Question 83. A is a giant company always trying at all expenses and costs to enjoin any newcomer from enjoying any market share therewith but owns an X patent. B is a big foreign company having developed a new product capable of escaping from infringement on X Patent. C is a big domestic company desiring to import the new product from B but seeks guarantee from B that B shall indemnify all damages or losses C suffers if pursued by A. How should B behave itself? Or, whether B can offer/supply the new product to C and if so, what are the risks involved in?

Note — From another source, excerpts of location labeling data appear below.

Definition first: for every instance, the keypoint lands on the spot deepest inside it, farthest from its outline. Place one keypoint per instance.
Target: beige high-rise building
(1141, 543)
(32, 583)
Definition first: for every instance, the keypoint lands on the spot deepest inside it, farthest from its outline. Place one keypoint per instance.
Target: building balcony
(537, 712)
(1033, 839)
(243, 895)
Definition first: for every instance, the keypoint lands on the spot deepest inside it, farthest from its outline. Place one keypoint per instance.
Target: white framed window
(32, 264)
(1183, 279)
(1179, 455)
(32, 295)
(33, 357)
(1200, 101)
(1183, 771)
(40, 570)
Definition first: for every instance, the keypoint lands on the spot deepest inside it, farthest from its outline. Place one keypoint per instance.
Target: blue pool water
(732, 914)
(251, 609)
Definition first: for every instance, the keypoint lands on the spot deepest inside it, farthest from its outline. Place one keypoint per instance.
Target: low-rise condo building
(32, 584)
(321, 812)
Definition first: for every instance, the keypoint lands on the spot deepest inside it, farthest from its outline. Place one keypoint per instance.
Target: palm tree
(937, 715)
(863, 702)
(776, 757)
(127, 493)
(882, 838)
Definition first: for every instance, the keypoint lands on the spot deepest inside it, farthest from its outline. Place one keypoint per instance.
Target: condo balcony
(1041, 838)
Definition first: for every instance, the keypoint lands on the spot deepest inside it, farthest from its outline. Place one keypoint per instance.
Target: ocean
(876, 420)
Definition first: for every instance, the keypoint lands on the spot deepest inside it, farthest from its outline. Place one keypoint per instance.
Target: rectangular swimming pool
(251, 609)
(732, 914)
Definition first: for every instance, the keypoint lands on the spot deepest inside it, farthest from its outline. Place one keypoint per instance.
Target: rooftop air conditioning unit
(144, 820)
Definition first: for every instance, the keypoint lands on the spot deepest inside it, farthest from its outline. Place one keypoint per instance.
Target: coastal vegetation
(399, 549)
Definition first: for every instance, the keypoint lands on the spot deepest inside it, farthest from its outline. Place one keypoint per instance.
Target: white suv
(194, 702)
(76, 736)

Answer: As is self-explanatory, in theory, B certainly could freely offer/supply the new product to C.  The risks possibly involved in are that A takes commercial measures against B or C, by which we mean those measures are irrelevant to legal rights and are not based on any kinds of existing rights but are merely strategic or tactic for interfering the legal rights of B or C.  A might need be eventually blamed or punished by the applicable laws here or is required to pay B or C damages for such measures but A might still so exercise after considering the benefits of taking such measures against the damages it would be responsible in the future.  As such, in theory, although B or C will succeed after all, they need to strongly stand against any possible measure A would exercise in each potential stage.  All of these measures would become invalid and B or C could get fully compensated by A if prepared to be financially competent to respond to any of possible measures of any kind of legal skills from A.